'Learn LLVM 12' reading note: Part 2 The structure of a compiler

The structure of a compiler

A compiler:

  • Frontend (deal with source language)
    • lexer
    • parser
    • semantic analyzer
    • code generator (generate IR)
  • Backend
    • Target independent optimizatin
    • Select instructions
    • Target dependent optimization
    • emit assembler code or object file

 

An arithmetic expression language (calc)

An arithmetic expression language:

  •  example: with a, b: a * (4 + b)
  • language design using EBNF grammar
    • non_terminal : rules having non-terminal, tokens
    • example: calc : ("with" ident ("," ident)* ":")? expr ;
    • EBNF grammer defines how lexer and parser should work, but not having semantic info
  • lexer: create tokens
void Lexer::next(Token& token);
  • parser: create AST
class AST {};
class Expr : public AST {};
class BinaryOp : public Expr {};
    • We create AST visitors to read and modify AST contents.
class ASTVisitor {
public:
    virtual void visit(AST&) {};
    virtual void visit(Expr&) {};
    virtual void visit(BinaryOp&) {};
};
  • semantic analysis: check semantic rules
  • CodeGen
    • Add AST visitor to generate IR
    • Link with Runtime libraries to create executable

LLVM knowledge


  • Use <llvm/Support/CommandLine.h> for cmdline argument parsing. Example:
static cl::opt<std::string>
    Input(cl::Positional, cl::desc("<input expression>, default is \"with a, b: 4 + a * (2 + b)\""),
          cl::init("with a, b: 4 + a * (2 + b)"));

  • Common classes for IR generation
ClassUsage
LLVMContextenvironment
Modulecreate an object file
IRBuildercreate IR instructions (CreateCall, CreateRet, CreateNSWAdd/Sub/Mul/Div), CreateInBoundsGetP
Typevalue types (getVoidTy, getInt32Ty, getInt8Ty, getPointerTo())
FunctionTypefunction type
Constantconstant value (ConstantInt, ConstantDataArray)
GlobalVariablestore global variable
Functionfunction declaration
BasicBlocka list of instructions

  • Add unittest as part of ctest (run with `ninja test`)
    • unittests/CMakeLists.txt
cmake_minimum_required(VERSION 3.13.4)
enable_testing()

# set LLVM components we need to link our tool against.
llvm_map_components_to_libnames(llvm_libs support core)

include(CTest)

find_package(GTest REQUIRED)
include_directories(${GTEST_INCLUDE_DIRS})
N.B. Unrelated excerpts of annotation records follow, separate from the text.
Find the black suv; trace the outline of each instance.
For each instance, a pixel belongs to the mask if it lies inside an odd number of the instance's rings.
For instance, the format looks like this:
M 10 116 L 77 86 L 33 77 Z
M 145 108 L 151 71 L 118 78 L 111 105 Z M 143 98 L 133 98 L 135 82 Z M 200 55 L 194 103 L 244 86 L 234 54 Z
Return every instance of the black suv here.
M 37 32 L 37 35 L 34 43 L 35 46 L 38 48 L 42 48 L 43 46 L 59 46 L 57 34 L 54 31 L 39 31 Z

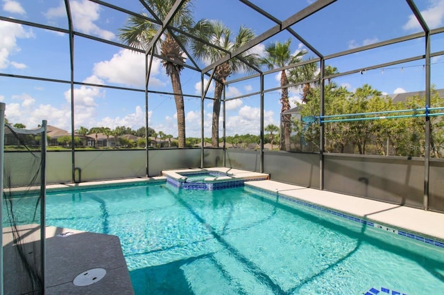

macro(add_tinylang_unittest name)
    add_executable(${name} ${ARGN})
    target_link_libraries(${name}
        tinylangBasic
        ${llvm_libs}
        ${GTEST_LIBRARIES}
        ${GTEST_MAIN_LIBRARIES}
        pthread)
    add_test(NAME ${name}
        COMMAND ${name})
endmacro()

add_tinylang_unittest(TinyLangTests
    VersionTest.cpp
)
  • Add lit test as part of ctest
    • Install lit: `pip install lit`
    • Copy FileCheck to llvm install bin dir
    • test/CMakeLists.txt
if(NOT EXISTS ${LLVM_TOOLS_BINARY_DIR}/FileCheck)
    message(FATAL_ERROR "LLVM wasn't configured with -DLLVM_INSTALL_UTILS, cannot use FileCheck")
endif()

configure_file("${CMAKE_CURRENT_SOURCE_DIR}/lit.cfg.in" "${CMAKE_CURRENT_BINARY_DIR}/lit.cfg")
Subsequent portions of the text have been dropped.